Jane T said that she learned about the attack from Vector Control, who told her about it while she was on a morning walk. A Vector Control officer reportedly asked her to spread the word, so that the cat’s owner could be informed about the unfortunate attack and their cat’s untimely death.
Jane T described the cat as having an orange and white coloration. She reported that the coyote attack occurred on Skyline, near the 6300 block of Creekview Court in Martinez. The coyote likely either carried the cat into the nearby Ridgeview Open Space or Paso Nogal open space, both of which have been reported previously to harbor coyote populations.
Neighbors responded to news of the attack with shock and sadness. Vickie B of the Alhambra Valley neighborhood wrote “This should be enough of a "see what can happen" to plead with people to keep their precious cats indoors. Rip orange kitty.” and Kim L wrote “My condolences to the family who lost this kitty.”
Other residents expressed concern about the area’s coyote population, and appeared to feel that the attack was symptomatic of human encroachment on coyotes’ traditional territory. Resident Craig C of the Reliez Valley neighborhood wrote “We are allowing our open space to be destroyed in the name of progress, what are these animals supposed to do”.

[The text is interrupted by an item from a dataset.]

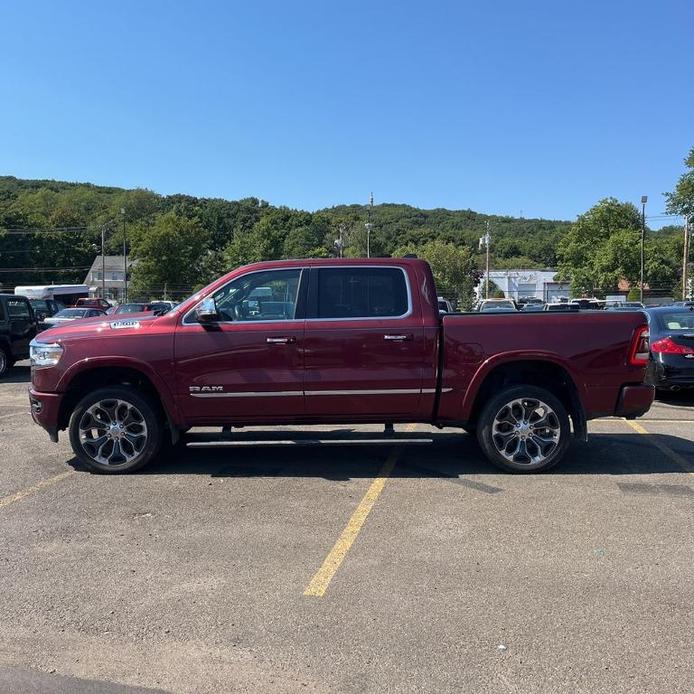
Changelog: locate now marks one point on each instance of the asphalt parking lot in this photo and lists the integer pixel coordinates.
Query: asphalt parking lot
(350, 569)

Some residents reported similar coyote attacks in the area. One resident wrote that her cat had been chased by a coyote and narrowly escaped a similar fate. Another resident wrote that a coyote had killed two of her baby goats in the same neighborhood.

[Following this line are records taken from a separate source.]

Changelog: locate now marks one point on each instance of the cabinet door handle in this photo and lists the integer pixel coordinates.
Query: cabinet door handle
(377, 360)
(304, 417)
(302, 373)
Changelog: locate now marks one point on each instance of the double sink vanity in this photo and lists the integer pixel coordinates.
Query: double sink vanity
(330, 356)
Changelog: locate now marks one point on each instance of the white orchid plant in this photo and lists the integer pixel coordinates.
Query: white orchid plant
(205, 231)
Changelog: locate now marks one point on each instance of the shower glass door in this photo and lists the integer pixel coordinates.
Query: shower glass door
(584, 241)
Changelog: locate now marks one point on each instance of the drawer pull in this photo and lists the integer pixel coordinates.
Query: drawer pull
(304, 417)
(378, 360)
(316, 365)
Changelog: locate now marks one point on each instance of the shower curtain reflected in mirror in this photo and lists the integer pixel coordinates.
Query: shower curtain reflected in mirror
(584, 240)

The attack comes on the back of a recent string of unusual coyote attacks in the Lamorinda Area, in which at least 5 people have been injured. It is unlikely that the coyote responsible for the Lamorinda attacks was also responsible for the reported death of the cat, given the distances involved between the locations of the attacks, as well as the typical range size for a coyote. But both attacks may be indicative of a larger trend in increased human and coyote interaction, which often brings risks to animals and humans alike.
To prevent attacks on their own domestic animals, authorities recommend that local residents keep their cats and dogs inside, and refrain from leaving pets or kids unattended in backyards or other outdoor areas. If a coyote is sighted, residents should consider “hazing” it by screaming, throwing sticks or rocks, and shouting “No coyote!”. This trains coyotes to avoid approaching humans or their pets, and has been shown to reduce the frequency of coyote contacts with humans, as well as attacks on pets and people.

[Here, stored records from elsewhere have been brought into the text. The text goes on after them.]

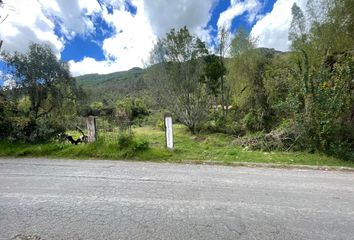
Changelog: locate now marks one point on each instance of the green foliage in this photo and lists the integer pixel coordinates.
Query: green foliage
(176, 81)
(131, 146)
(214, 71)
(131, 110)
(201, 148)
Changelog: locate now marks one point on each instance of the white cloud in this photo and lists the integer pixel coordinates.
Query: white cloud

Contra Costa vector control exists primarily to prevent the spread of mosquitos and other disease-causing insects, so reporting on coyote attacks is likely outside the agency’s normal scope of activities. In this instance, the Vector Control official was likely acting outside the scope of their traditional duties in an effort to keep residents safe. If residents experience instances of coyotes acting aggressively, they are urged to report this to their local police department. Casual sightings can be reported via a local agency's non-emergency number. If you feel you are in danger during an attack, call 911.